The stimulus from this blog post came from a new study published by the neonatal group from Tasmania, (Plottier GK, et al. Clinical evaluation of a novel adaptive algorithm for automated control of oxygen therapy in preterm infants on non-invasive respiratory support. Archives of Disease in Childhood – Fetal and Neonatal Edition. 2016).
using a novel system that they have developed, they studied 10 preterm infants on non-invasive support with a cross-over design, and showed a major reduction in time outside the oximetry target range. Their new system incorporates several potential improvements in the response algorithms.
An accompanying editorial from Christian Poets and Axel Franz is well worth reading also, it includes this interesting graphic which shows, firstly that there are more stories than I was aware of, for each study they show with the small horizontal lines, what the target saturations were, i.e. they were between the light and dark grey lines. Then they show what proportion of time the manual adjustment of FiO2 and the automated control of FiO2 were within the target range.
Some of their interesting thoughts about this situation, you can see that the proportion of time within target range for manual control was extremely variable, these are all small corss-over studies, so it may be differences in the patients that is the reason behind this. All the studies showed more time in target range, and the degree of improvement was quite variable also, with the new study having one of the greatest improvements in percentage in the target range.
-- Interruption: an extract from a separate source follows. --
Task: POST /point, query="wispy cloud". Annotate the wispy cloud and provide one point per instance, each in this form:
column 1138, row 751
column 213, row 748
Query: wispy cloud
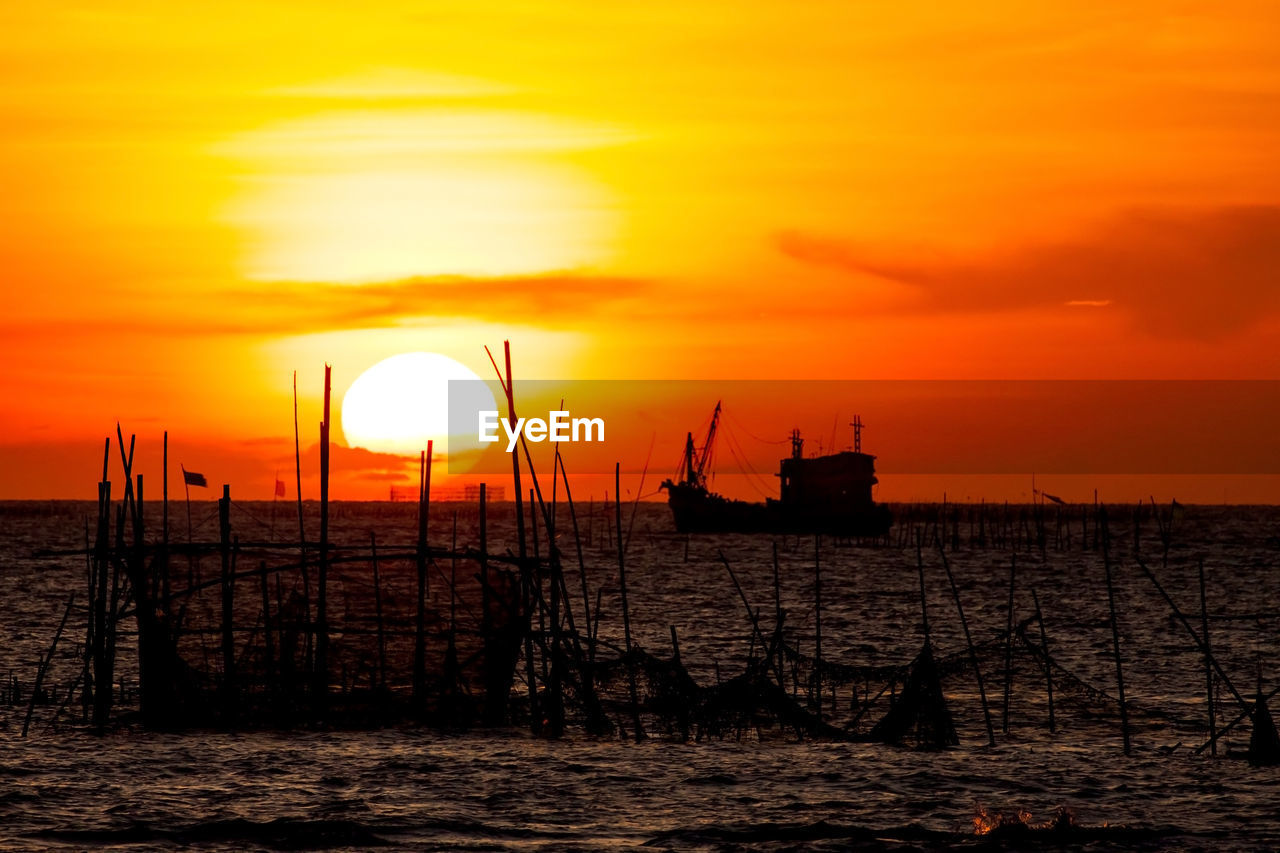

The new study also showed very little time with extreme hypoxia (<80%) and very little time with extreme hyperoxia while receiving oxygen, all of which were statistically significantly better than manual adjustment. The manual care periods were associated with more than 2 adjustments of oxygen of more than 1% per hour on average, the aut0matic by over 60 adjustments of more than 1% and about 600 adjustments per hour of at least 0.5%, which is the way the automated blender is controlled.
As I started off saying, I think this is going to be a major improvement in neonatal care, but as for many other things, we need to have some evidence of improved clinical outcomes, otherwise it will be difficult to get funding for the new equipment, installation and training that will be required.
Fortunately, as Poets and Franz note, there is a trial in the works for which funding has been approved. In the meantime continuing to improve the algorithms will be necessary.
Thanks so much for the wonderful blog! I am concerned none of the large trials have looked at oxygen delivery rather than pulseox on both mortality and various morbidities. As we all know the oxygen delivery depends much more on hemoglobin and cardiac output than SaO2. I know some units which use a pulse ox limits of 80 to 94 ( target 84 to 93) with amazing survival data and low morbidities.